Vi riporto qui una provocazione letta di recente: se chiudessero i social e, aggiungo io, anche la rete alle 19.00/20.00 di ogni giorno come accade per la maggior parte degli esercizi commerciali, cosa saremmo costretti a fare per mantenere attiva quella voglia di stare sempre connessi e di sapere sempre tutto di tutti, ma con il distacco di un device? Come alimenteremmo la dopamina per ricercare quel senso di appagamento e di ricompensa che oggi abbiamo imparato a conoscere e a produrre da una connessone continua? La risposta è molto semplice: saremmo costretti a uscire dalle nostre case e andare alla ricerca dei nostri simili per saziare il bisogno di socialità e di confronto. Questa volta quello vero. Lo faremmo anche per non stare soli, per vincere l’atavica paura del buio, non solo fisico ma anche quello interiore, e cercheremmo altri umani per puro spirito di condivisione o ai quali affidare noi stessi. Ritorneremmo a essere dei “primitivi” delle relazioni e a riscrivere una nuova era geologica della nostra capacità di sapersi relazionare.

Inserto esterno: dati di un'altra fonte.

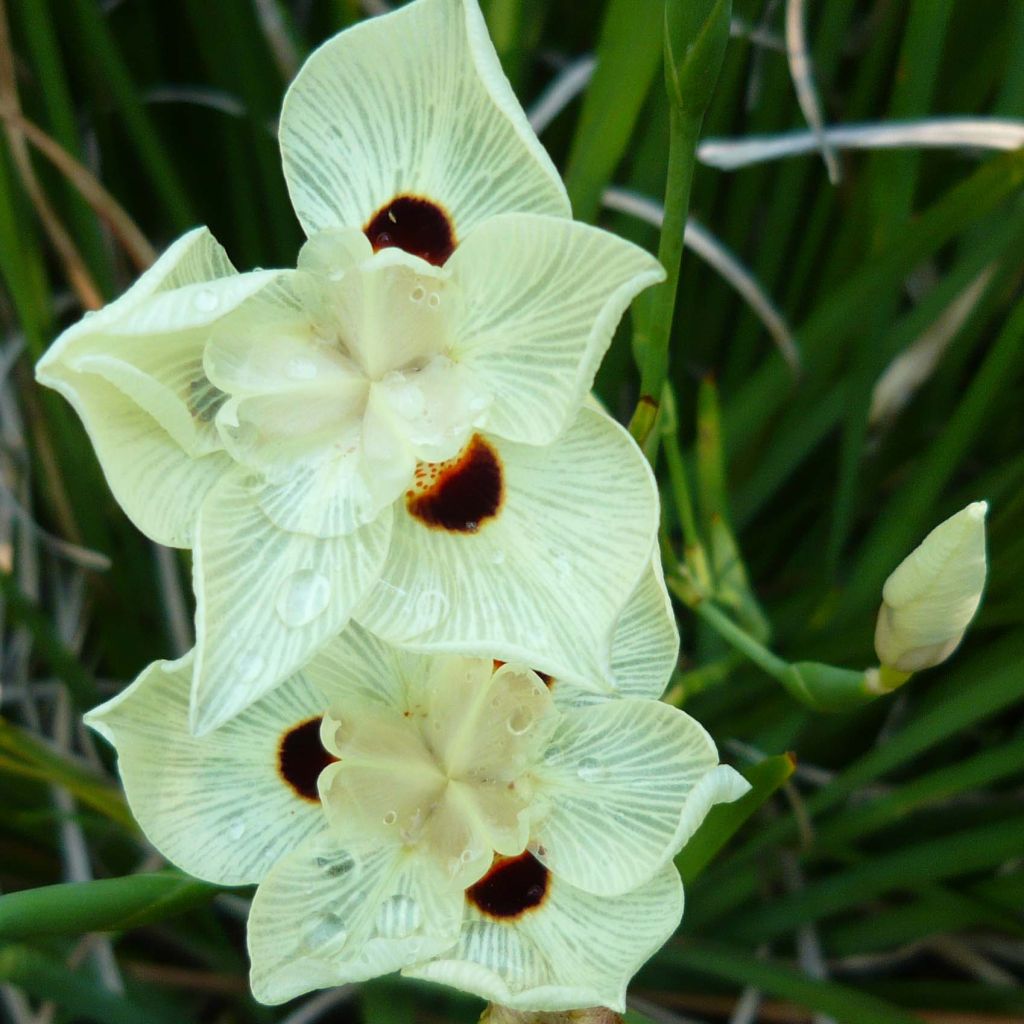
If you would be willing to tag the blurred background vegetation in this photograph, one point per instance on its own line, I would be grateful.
(880, 881)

Ecco la vera innovazione del futuro, ma mi auguro anche nel presente, sta proprio nel riscoprire tali necessità, quelle stesse che hanno mosso i nostri antenati, presi da una fame talmente grande di “virtute e canoscenza” da portarli a esplorare nuovi mondi reali popolati da essere simili a loro stessi. Sono volutamente iperbolica ed esagerata. Lavorando da oltre venti anni nel settore dei media e della comunicazione, posso dire e a ragion veduta di aver visto grandi progressi ma altrettante involuzioni.
Nella Rome Future Week® ho visto tutto questo e mi sono detta che finalmente era arrivato qualcuno, di certo più coraggioso di me, con l’intuizione di creare rete e fare sistema: per conoscerci, per riscoprirci, per fare qualcosa di bello e grande a partire da due mani che si stringono e fanno rete, come in un domino virtuoso. E chissà, forse, anche per ritrovare una posizione eretta, non solo fisica ma anche etica.